[Localisation of TGF-beta and PDGF and their relevance for the pathogenesis of arthrofibrosis].

Arthrofibrosis is a disabling complication after knee trauma and surgery and is characterised clinically by joint stiffness. Due to an immune response, the proliferation of fibroblasts and synthesis of extracellular matrix proteins are increased. The cytokines transforming growth factor beta (TGF-beta) and platelet-derived growth factor (PDGF) are critical players in tissue fibrosis, stimulating cell proliferation and the production of various extracellular matrix proteins.

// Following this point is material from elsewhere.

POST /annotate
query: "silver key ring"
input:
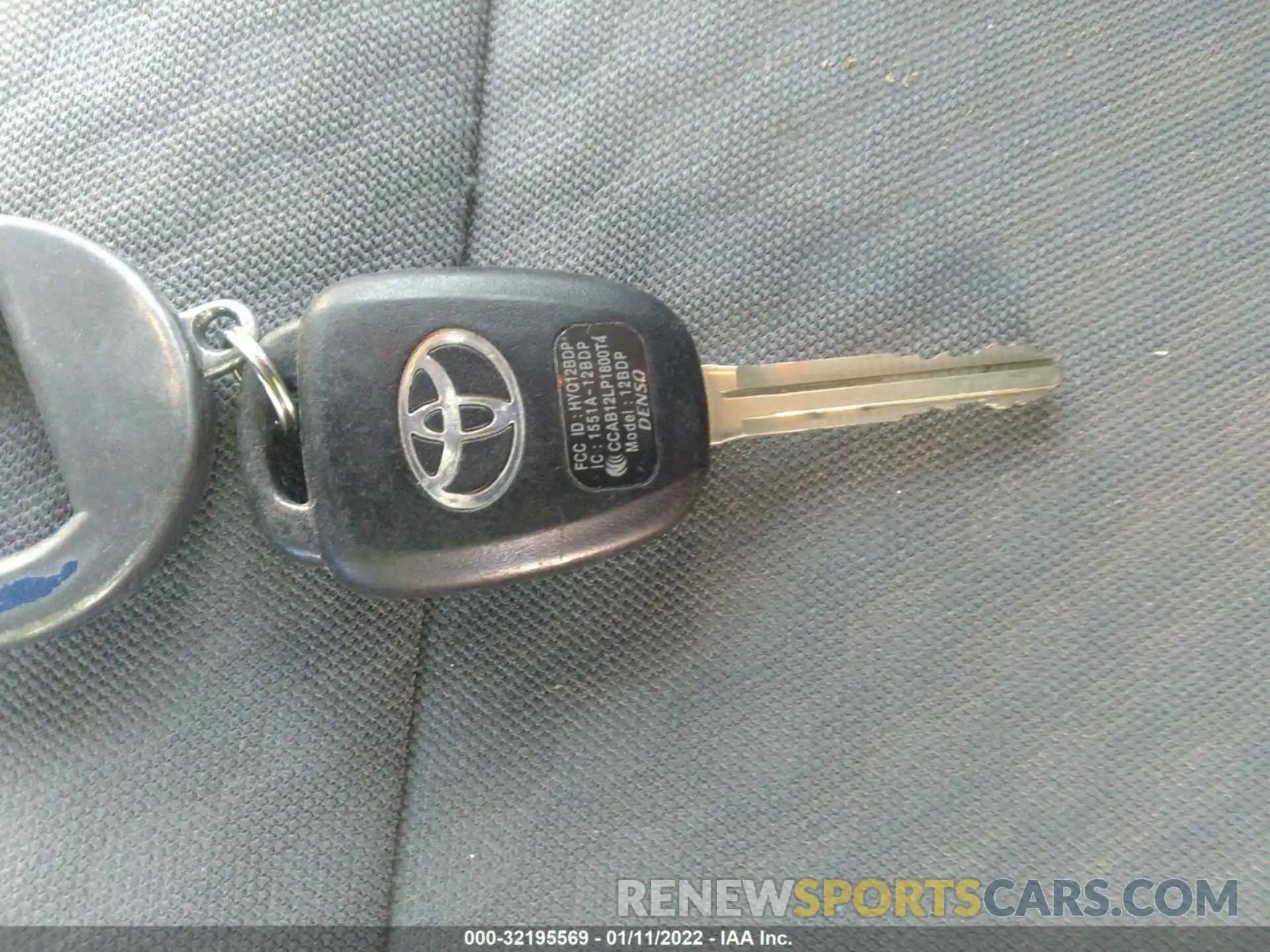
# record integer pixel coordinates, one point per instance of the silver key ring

Tissue samples from the infrapatellar fat pad and intercondylar synovia of seven patients (age 18-49 years) suffering from arthrofibrosis were taken at surgery. The mean interval between trauma and arthrolysis was 14.3 months. All samples were stained with haematoxylin and eosin, and monoclonal and polyclonal antibodies were applied for immunohistological localisation of TGF-beta and PDGF. The percentage of both cytokines was then analysed using an image analysis system. Tissue samples with no macroscopic pathology of the synovial tissue from eight patients for anterior cruciate ligament replacement served as controls. Immunostaining for TGF-beta and PDGF was found to be increased in arthrofibrotic tissue. Both cytokines could be detected subsynovially around inflammatory cells. The profibrotic cytokines TGF-beta and PDGF play an important role in the pathogenesis of arthrofibrosis. Both cytokines are key mediators of tissue fibrosis.